With HTTP tests, Pingward is the initiator — it actively checks whether your service responds. With heartbeat monitors, the relationship is reversed: your service is the initiator, and Pingward watches for missed check-ins.

This inbound approach is essential for monitoring processes that are not directly accessible via HTTP, or that run on a schedule and need to report completion.

Use Cases

Cron Jobs and Scheduled Tasks

Scenario: Nightly database backup runs at 2:00 AM
Expected interval: 24 hours
Problem solved: Know immediately if the backup didn't run

Without heartbeat monitoring, a failed cron job may go unnoticed for days or weeks — until someone needs a backup that doesn't exist.

CI/CD Pipelines

Scenario: Deployment pipeline runs on every merge to main
Expected interval: 60 minutes (during business hours)
Problem solved: Detect stuck or failing pipelines

Background Workers and Queue Processors

Scenario: Order processing worker runs every 5 minutes
Expected interval: 5 minutes
Problem solved: Detect worker crashes or queue stalls

Data Pipelines and ETL Jobs

Scenario: ETL pipeline syncs data from warehouse every hour
Expected interval: 60 minutes
Problem solved: Catch pipeline failures before downstream systems are affected

Health Check Reporters

Scenario: Internal service reports health every minute
Expected interval: 1 minute
Problem solved: Monitor services behind firewalls that can't be reached externally

How It Works

Heartbeat monitoring follows a four-step process:

1. Create Monitor    →  Configure name, interval, and grace period
2. Get Ping URL      →  Receive a unique URL like /ping/abc123def456
3. Integrate         →  Add the ping URL to your job (curl, HTTP call, etc.)
4. Monitor           →  Pingward watches for missed heartbeats and alerts you

Step 1: You create a heartbeat monitor in the Pingward dashboard or via the API, specifying how often your job should check in.

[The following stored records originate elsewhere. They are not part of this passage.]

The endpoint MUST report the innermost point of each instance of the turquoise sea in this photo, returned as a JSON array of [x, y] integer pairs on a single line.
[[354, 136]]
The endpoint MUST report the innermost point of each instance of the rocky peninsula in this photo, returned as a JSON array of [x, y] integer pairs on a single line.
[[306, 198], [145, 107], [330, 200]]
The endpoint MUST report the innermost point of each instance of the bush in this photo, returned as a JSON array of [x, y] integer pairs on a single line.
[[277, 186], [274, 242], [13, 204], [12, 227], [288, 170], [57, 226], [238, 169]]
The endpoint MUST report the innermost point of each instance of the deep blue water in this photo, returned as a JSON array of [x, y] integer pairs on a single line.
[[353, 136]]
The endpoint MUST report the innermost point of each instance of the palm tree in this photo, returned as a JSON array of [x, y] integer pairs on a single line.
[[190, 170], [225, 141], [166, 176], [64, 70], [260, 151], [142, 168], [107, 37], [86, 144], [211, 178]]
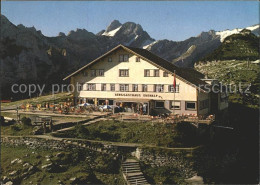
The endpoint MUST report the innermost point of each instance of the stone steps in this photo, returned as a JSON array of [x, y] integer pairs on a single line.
[[132, 172]]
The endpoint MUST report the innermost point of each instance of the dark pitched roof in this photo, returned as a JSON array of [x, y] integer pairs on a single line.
[[187, 74]]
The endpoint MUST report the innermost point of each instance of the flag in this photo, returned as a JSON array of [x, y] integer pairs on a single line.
[[174, 81]]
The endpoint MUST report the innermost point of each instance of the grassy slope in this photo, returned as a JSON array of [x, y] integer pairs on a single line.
[[60, 97], [75, 168], [167, 135], [233, 72]]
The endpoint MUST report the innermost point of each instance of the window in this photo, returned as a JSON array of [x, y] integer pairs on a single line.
[[135, 87], [100, 72], [158, 88], [204, 104], [112, 87], [124, 87], [126, 57], [146, 72], [176, 105], [91, 87], [123, 58], [123, 72], [79, 87], [144, 88], [172, 90], [190, 105], [103, 87], [156, 73], [93, 72], [159, 104]]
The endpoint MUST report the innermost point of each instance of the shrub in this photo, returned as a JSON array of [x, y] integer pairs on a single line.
[[81, 131], [26, 121], [2, 120], [15, 127]]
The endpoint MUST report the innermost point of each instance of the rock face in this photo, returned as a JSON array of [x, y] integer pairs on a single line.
[[27, 56]]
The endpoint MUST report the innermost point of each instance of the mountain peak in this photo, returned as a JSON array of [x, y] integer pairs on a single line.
[[113, 25]]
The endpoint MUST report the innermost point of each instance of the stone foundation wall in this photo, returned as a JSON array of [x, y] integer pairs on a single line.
[[57, 145], [179, 159]]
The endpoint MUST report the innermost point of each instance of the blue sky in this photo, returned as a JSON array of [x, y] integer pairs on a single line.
[[173, 20]]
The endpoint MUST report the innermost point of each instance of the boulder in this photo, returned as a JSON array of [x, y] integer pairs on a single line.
[[13, 173]]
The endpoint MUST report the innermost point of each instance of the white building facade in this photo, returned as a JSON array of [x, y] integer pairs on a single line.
[[132, 77]]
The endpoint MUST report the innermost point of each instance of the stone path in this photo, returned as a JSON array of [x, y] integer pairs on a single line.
[[132, 172]]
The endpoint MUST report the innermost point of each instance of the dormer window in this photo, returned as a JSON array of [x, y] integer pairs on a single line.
[[156, 73], [123, 58]]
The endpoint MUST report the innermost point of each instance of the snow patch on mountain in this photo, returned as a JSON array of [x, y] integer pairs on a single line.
[[111, 33], [145, 45], [226, 33]]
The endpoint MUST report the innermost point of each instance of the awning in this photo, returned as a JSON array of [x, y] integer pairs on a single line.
[[132, 100]]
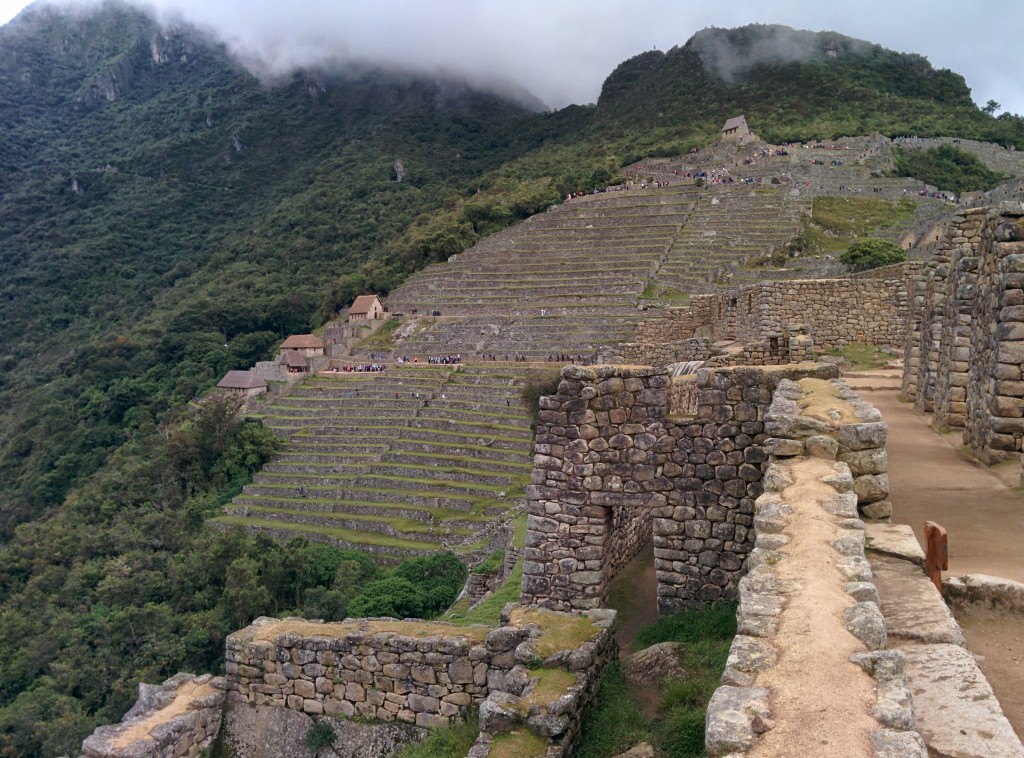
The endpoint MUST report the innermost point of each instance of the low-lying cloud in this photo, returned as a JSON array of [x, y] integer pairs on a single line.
[[561, 50]]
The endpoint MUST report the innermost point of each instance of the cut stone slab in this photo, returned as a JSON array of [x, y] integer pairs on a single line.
[[913, 609], [954, 708], [896, 540], [981, 589]]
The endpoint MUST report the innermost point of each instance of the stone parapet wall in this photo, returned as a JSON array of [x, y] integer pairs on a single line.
[[767, 703], [870, 307], [606, 445], [178, 718]]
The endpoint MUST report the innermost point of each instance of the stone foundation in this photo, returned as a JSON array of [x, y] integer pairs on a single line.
[[178, 718], [966, 345]]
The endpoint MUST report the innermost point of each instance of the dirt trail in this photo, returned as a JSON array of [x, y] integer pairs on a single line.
[[930, 479], [983, 512]]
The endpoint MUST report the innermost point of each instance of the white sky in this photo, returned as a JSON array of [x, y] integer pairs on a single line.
[[561, 50]]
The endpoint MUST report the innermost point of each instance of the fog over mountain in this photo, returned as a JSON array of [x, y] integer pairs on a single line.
[[562, 51]]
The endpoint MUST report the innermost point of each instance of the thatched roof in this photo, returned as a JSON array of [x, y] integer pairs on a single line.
[[302, 342], [736, 123]]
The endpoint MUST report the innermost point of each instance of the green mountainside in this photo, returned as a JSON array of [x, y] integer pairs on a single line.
[[165, 216]]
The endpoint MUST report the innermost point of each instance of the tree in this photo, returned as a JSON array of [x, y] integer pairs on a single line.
[[871, 253]]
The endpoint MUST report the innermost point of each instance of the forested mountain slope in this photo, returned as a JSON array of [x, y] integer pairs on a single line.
[[166, 216]]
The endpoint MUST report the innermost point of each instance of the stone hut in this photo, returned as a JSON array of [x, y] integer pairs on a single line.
[[245, 383], [735, 128], [367, 307]]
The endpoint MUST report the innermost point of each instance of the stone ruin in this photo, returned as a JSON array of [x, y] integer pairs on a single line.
[[966, 344]]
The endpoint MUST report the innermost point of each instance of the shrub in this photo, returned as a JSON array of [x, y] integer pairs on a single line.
[[871, 253]]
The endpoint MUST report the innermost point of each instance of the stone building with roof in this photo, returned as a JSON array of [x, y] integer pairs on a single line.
[[245, 383]]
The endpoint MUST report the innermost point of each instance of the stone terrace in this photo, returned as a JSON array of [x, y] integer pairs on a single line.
[[566, 281], [397, 463]]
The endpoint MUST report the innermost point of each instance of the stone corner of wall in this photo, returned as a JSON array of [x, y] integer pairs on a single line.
[[740, 710], [153, 728]]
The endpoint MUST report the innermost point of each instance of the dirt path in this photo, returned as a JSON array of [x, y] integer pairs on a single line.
[[634, 594], [983, 512], [930, 479]]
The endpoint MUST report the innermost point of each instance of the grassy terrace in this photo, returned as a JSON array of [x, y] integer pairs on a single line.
[[435, 471]]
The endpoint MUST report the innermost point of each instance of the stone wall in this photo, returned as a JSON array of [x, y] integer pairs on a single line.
[[965, 345], [605, 443], [549, 690], [756, 707], [871, 307], [177, 718]]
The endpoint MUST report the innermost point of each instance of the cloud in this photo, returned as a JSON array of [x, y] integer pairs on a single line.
[[561, 50]]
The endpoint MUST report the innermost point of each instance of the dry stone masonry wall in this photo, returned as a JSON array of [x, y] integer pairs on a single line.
[[966, 345], [870, 307], [177, 718], [760, 704], [609, 458]]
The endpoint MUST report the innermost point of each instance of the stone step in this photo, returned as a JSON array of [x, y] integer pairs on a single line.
[[459, 449], [382, 545], [425, 531]]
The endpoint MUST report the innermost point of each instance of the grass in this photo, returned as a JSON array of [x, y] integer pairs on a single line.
[[616, 722], [550, 684], [408, 525], [862, 356], [342, 535], [488, 612], [835, 222], [559, 632], [383, 338], [446, 742]]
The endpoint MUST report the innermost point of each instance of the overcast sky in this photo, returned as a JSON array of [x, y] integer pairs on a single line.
[[561, 50]]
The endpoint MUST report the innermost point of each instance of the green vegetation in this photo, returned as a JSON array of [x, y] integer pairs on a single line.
[[946, 167], [616, 722], [871, 253], [418, 588], [446, 742], [320, 737], [837, 222], [383, 338], [862, 356]]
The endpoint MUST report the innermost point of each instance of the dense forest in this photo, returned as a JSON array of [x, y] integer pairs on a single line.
[[165, 216]]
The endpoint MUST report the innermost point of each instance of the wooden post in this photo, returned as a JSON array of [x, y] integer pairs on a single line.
[[936, 552]]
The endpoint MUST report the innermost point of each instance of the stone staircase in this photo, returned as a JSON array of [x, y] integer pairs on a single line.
[[731, 224], [401, 462]]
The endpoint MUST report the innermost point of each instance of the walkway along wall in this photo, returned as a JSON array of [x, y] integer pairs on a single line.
[[965, 346], [613, 460]]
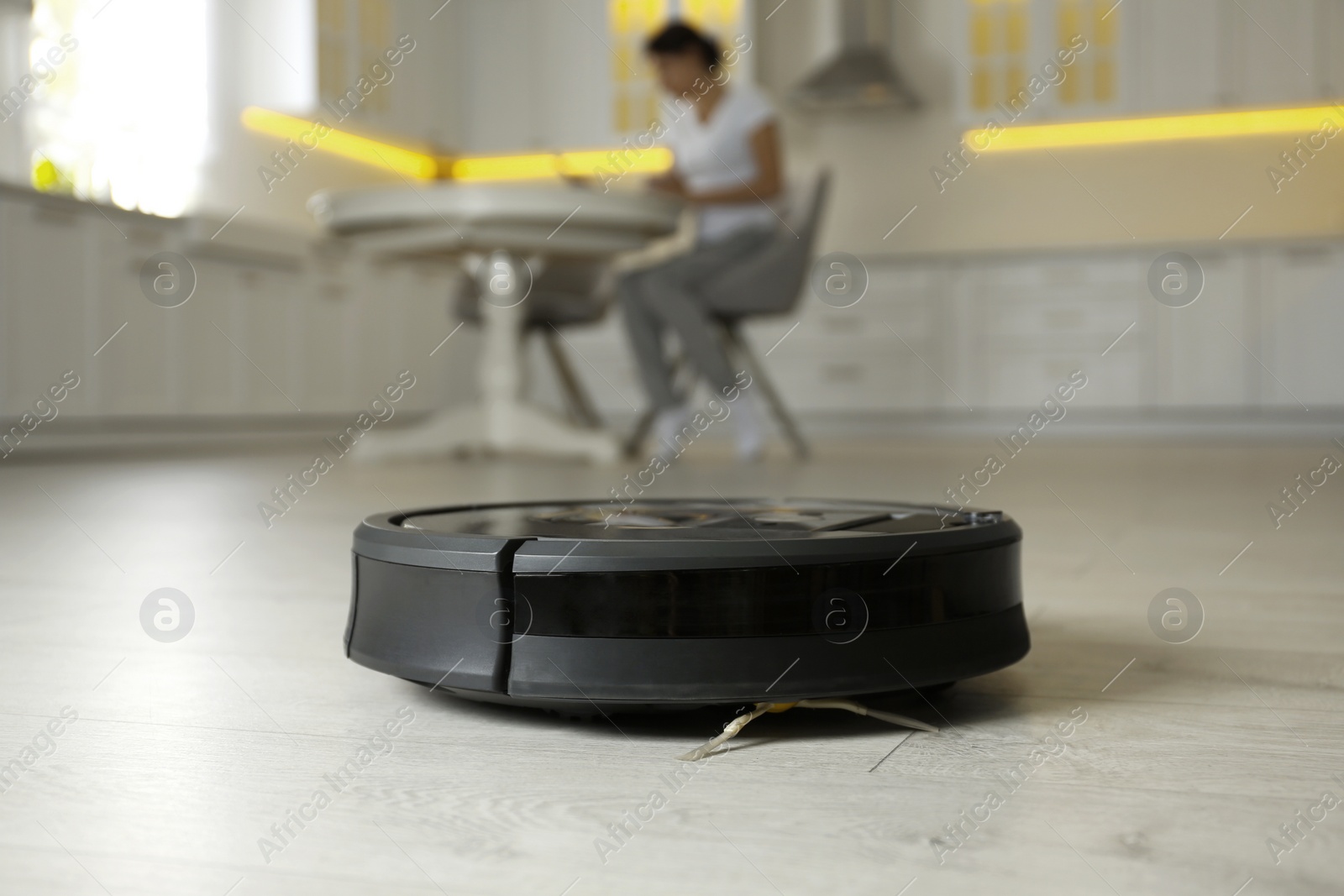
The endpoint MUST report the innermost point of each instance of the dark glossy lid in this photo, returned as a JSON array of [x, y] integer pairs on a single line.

Step 2: Pingward generates a unique ping URL containing a cryptographically random key. This URL requires no authentication — anyone with the URL can send a ping.

Step 3: You add an HTTP request to your job that hits the ping URL on each successful run. This can be as simple as curl -X POST https://your-pingward-instance/ping/abc123.

Step 4: Pingward tracks when each ping arrives. If a ping is late (beyond the expected interval plus the grace period), the monitor transitions to Overdue and then Missing, triggering alerts through your configured routing rules.

Monitor States

Heartbeat monitors move through four states based on ping activity:

Waiting

Initial state after creation. No pings have been received yet.

The monitor is created but has never received a heartbeat. This is the starting state for all new monitors. No alerts are triggered while in this state — Pingward is waiting for the first ping to establish a baseline.

Healthy

Last ping received within the expected interval. Everything is working normally.

The most recent ping arrived on time. The monitor transitions to Healthy on every successful ping, regardless of the previous state. If the monitor was previously Overdue or Missing, the event log records a recovery.

Overdue

Expected ping time has passed, including the grace period. The job may be delayed.

The monitor expected a ping by a certain time (last ping + interval + grace period), and that deadline has passed. This is a warning state — the job is late but may still arrive. An alert is triggered when transitioning to Overdue.

Missing

Significantly past the expected time. The job has likely failed.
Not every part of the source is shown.